Conveniently adapted story of Northern Cheyenne
25 August 2005 | by See all my reviews

This film shows just a bit of the tragedy of Northern Cheyenne. The film or John Ford did not show that they initially fought together with Sioux led by Sitting Bull war in 1876 and were partially massacred by Custer. Later they fought once again and were defeated at McKenzie compelling them to surrender. Two years later, the prisoners Dull Knife, Wild Hog, and Little Wolf were brought down as prisoners to Fort Reno, from where they escaped and were later killed without mercy. Part of the survivors were killed later when they tried to escape from Fort Robinson, Nebraska, and the others finally confined to a reservation in Montana. Probably Ford wanted to show this story softly giving some feeling of justice to Captain Archer (Richard Widmark), but at the end the film became an approximate story of the reality. Cheyenne, either northern or southern were expelled out from their natural areas, they missed bull hunting and their ancestral traditions. Beside this historical considerations, one must admit that Ford had a very good cast for the film with Widmark, Carroll Baker, always efficient Edward G. Robinson, Karl Malden and others. The only thing difficult to understand was the scene with James Stewart (as Wyatt Earp) together with the veterans Arthur Kennedy and John Carradine, which in my opinion was out of the context.

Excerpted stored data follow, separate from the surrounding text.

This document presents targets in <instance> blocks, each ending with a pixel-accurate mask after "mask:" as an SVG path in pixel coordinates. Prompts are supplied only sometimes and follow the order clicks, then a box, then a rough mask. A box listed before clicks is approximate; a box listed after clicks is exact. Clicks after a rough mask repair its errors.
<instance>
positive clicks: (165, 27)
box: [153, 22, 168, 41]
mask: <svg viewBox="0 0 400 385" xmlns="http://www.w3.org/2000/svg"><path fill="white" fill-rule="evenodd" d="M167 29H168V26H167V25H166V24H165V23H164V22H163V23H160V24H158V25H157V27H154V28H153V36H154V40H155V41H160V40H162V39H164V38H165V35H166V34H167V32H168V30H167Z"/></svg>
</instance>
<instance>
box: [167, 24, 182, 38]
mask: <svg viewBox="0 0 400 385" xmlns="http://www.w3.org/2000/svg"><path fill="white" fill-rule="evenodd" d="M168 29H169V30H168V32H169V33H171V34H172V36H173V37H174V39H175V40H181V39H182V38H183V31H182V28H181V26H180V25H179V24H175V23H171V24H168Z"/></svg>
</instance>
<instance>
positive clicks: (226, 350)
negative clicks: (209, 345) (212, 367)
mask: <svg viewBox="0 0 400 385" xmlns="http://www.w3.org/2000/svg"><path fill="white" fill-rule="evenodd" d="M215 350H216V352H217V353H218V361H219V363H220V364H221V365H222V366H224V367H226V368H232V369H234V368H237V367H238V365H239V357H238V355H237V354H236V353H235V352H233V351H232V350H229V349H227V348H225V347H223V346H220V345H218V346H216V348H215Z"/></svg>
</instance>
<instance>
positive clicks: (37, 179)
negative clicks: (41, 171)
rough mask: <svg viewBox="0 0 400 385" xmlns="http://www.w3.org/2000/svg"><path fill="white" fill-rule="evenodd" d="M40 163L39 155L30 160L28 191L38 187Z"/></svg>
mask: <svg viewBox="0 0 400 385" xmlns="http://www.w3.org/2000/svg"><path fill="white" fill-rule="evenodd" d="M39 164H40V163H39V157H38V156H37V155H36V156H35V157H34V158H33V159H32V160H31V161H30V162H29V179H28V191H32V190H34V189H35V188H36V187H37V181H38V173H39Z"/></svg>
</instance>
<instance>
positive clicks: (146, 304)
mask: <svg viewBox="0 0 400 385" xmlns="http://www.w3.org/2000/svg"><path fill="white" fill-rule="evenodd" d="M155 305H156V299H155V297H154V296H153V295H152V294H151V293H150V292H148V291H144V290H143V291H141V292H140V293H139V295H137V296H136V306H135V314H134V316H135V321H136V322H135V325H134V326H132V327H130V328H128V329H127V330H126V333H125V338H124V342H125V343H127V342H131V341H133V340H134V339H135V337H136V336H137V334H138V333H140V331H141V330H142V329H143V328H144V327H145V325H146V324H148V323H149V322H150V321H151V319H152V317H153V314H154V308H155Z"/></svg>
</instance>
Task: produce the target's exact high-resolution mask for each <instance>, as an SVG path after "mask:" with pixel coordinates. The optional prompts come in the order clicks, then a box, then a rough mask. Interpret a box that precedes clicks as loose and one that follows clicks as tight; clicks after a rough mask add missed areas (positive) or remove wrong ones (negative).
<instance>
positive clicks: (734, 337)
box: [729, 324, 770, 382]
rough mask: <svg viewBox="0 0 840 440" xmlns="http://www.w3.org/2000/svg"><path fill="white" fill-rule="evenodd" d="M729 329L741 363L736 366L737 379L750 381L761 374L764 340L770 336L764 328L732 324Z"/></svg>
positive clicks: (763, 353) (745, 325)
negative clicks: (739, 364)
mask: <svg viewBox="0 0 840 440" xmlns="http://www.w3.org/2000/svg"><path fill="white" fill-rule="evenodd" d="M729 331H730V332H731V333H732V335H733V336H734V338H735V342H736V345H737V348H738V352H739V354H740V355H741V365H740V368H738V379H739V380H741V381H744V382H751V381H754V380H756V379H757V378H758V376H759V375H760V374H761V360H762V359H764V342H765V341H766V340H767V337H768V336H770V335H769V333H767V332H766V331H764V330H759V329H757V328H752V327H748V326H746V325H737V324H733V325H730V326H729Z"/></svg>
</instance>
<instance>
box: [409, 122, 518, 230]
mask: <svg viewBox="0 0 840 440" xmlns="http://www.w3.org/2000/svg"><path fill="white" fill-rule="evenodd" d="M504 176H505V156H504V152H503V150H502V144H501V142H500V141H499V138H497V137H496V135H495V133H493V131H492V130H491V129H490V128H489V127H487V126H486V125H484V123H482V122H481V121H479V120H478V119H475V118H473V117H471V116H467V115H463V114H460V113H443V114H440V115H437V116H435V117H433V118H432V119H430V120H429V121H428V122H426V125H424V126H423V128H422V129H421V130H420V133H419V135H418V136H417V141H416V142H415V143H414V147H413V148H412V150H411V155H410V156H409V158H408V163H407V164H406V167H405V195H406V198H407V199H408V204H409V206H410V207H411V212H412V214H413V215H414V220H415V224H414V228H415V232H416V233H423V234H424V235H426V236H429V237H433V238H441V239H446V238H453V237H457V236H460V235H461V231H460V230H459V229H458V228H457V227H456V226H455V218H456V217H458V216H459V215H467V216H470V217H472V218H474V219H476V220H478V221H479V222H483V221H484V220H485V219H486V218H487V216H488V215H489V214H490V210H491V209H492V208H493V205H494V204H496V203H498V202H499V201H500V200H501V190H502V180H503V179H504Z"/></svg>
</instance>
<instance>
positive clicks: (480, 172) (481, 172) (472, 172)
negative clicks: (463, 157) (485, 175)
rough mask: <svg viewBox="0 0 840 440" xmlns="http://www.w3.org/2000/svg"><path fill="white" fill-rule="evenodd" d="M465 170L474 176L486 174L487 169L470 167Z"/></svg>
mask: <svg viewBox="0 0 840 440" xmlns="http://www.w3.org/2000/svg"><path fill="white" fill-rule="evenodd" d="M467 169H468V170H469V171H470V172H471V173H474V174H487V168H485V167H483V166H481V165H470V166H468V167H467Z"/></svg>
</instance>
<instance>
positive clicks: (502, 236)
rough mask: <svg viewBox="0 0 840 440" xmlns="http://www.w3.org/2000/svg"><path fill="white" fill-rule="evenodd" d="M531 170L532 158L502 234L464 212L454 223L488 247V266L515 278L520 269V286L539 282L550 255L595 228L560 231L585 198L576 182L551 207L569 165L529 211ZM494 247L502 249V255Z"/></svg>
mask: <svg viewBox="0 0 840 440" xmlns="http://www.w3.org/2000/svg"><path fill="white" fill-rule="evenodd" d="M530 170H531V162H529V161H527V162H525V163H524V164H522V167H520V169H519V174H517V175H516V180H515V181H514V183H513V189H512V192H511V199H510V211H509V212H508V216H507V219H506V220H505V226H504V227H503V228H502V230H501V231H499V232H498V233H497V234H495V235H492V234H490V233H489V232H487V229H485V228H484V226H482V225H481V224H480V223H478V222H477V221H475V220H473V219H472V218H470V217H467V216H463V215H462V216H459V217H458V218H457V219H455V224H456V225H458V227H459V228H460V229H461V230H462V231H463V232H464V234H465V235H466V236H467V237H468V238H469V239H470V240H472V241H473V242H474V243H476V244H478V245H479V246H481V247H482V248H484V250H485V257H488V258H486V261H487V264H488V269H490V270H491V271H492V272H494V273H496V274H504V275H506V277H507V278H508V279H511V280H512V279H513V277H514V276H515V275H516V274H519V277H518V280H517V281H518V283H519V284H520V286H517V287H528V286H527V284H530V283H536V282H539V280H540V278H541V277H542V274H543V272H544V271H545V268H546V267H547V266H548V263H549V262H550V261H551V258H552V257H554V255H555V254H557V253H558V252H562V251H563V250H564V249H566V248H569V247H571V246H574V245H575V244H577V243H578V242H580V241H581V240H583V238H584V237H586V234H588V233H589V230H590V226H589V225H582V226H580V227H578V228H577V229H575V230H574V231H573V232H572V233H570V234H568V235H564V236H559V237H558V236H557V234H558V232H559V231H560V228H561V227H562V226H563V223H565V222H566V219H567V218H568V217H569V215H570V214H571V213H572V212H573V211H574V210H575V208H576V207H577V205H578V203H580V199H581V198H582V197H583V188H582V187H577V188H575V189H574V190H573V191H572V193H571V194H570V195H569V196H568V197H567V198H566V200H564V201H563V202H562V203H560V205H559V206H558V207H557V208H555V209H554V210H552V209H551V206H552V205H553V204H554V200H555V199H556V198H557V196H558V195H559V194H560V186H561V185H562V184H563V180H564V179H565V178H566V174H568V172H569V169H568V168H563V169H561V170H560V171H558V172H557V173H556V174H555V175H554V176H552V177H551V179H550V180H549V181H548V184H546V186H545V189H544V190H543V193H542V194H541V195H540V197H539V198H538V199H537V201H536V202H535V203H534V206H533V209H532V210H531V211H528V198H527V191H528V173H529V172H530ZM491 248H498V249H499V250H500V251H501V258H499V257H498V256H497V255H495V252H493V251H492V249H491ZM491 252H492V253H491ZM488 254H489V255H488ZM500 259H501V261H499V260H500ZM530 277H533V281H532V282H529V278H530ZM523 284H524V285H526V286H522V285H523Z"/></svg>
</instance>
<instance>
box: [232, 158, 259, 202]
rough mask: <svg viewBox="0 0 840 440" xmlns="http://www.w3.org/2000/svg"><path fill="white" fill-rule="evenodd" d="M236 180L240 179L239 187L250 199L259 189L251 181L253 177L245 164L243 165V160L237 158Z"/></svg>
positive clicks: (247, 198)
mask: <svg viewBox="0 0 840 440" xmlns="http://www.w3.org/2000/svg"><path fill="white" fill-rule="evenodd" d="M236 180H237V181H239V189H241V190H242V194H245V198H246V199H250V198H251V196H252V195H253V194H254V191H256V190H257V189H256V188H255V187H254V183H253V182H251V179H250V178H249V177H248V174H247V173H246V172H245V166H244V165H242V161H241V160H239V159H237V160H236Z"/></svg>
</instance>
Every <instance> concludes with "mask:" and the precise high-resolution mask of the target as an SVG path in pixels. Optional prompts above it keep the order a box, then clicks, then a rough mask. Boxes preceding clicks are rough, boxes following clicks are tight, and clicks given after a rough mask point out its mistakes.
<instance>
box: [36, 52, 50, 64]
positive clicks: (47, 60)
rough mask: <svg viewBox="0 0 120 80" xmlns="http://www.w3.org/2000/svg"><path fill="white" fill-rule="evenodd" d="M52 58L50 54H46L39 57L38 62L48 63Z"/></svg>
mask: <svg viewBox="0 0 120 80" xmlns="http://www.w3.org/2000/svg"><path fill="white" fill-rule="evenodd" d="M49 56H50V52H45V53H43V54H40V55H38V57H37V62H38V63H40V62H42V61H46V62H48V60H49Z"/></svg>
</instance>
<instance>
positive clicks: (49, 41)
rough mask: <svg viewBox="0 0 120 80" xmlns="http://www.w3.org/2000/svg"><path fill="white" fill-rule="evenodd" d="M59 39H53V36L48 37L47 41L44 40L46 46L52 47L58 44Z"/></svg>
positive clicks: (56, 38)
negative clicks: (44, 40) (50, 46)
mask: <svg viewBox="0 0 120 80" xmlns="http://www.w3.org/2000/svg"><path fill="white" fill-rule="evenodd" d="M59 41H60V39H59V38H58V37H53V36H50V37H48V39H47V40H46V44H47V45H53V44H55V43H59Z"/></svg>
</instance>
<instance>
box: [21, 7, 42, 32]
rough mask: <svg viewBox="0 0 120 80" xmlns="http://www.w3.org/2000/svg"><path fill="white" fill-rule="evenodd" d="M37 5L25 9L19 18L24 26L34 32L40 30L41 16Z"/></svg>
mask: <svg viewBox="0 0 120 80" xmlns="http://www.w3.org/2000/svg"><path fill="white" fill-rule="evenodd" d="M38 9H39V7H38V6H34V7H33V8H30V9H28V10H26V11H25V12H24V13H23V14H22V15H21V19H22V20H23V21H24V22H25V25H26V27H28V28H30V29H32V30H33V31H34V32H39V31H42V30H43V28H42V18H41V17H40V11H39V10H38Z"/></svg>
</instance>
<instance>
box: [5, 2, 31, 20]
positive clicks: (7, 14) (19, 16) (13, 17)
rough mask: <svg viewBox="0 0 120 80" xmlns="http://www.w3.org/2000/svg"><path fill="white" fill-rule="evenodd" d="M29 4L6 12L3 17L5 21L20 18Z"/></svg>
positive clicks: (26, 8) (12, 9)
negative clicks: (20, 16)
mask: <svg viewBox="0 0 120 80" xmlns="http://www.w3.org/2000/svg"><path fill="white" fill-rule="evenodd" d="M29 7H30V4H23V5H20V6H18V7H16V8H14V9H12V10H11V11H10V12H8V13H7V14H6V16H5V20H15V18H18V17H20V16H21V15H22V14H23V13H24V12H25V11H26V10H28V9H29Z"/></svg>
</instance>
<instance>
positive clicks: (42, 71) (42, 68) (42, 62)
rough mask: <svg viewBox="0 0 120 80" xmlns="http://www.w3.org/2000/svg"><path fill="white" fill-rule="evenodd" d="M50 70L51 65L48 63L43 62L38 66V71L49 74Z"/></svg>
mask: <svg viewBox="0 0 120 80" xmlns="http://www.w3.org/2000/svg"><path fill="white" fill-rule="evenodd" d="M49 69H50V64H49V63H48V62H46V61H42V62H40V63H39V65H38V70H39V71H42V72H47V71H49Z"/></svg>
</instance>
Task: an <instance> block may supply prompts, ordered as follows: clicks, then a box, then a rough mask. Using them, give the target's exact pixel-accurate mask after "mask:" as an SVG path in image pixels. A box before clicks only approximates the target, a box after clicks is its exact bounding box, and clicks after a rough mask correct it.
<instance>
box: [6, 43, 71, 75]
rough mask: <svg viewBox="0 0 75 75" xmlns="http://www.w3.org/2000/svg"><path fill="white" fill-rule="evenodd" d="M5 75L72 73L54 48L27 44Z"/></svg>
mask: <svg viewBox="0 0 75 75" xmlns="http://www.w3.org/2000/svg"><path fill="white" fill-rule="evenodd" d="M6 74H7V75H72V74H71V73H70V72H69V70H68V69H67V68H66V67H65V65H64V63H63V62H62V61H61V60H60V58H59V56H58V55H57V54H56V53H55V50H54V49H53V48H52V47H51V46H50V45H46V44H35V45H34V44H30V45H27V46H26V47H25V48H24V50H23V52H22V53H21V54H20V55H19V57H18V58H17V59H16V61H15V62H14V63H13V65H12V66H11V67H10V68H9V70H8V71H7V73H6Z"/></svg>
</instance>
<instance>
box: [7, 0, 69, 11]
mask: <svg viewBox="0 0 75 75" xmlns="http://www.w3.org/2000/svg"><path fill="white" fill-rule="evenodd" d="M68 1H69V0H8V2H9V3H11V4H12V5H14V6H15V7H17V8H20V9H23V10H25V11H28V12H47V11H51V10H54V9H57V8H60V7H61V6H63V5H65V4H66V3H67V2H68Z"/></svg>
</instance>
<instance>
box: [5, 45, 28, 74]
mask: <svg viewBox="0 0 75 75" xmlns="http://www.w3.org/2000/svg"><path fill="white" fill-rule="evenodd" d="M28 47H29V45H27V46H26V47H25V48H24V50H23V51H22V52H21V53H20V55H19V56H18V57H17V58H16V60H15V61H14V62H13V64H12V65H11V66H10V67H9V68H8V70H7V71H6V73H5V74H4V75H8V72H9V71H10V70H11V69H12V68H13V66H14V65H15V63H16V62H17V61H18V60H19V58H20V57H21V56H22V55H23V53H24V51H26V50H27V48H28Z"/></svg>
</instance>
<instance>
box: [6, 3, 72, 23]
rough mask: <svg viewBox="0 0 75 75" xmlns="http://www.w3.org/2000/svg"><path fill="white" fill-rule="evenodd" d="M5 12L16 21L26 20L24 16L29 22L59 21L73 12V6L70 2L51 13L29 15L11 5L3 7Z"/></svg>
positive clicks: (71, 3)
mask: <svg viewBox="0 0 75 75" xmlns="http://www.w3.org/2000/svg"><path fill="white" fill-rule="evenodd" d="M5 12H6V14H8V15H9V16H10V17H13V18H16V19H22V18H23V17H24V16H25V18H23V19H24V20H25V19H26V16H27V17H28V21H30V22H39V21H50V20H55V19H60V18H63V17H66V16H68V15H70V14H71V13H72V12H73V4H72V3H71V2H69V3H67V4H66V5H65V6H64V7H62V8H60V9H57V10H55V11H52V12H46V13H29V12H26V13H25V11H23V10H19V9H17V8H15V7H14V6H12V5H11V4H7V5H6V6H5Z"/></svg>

Some people believe that Westerns are not more of use in Hollywood. I believe that some westerns giving real stories of what happened with the Indians are very much necessary to understand the history of the real American people. Geronimo, Sitting Bull, Dull Knife and others were not criminals, they were only defending the land where they were born and raised. So their lives should be brought fairly to the screen in the coming future.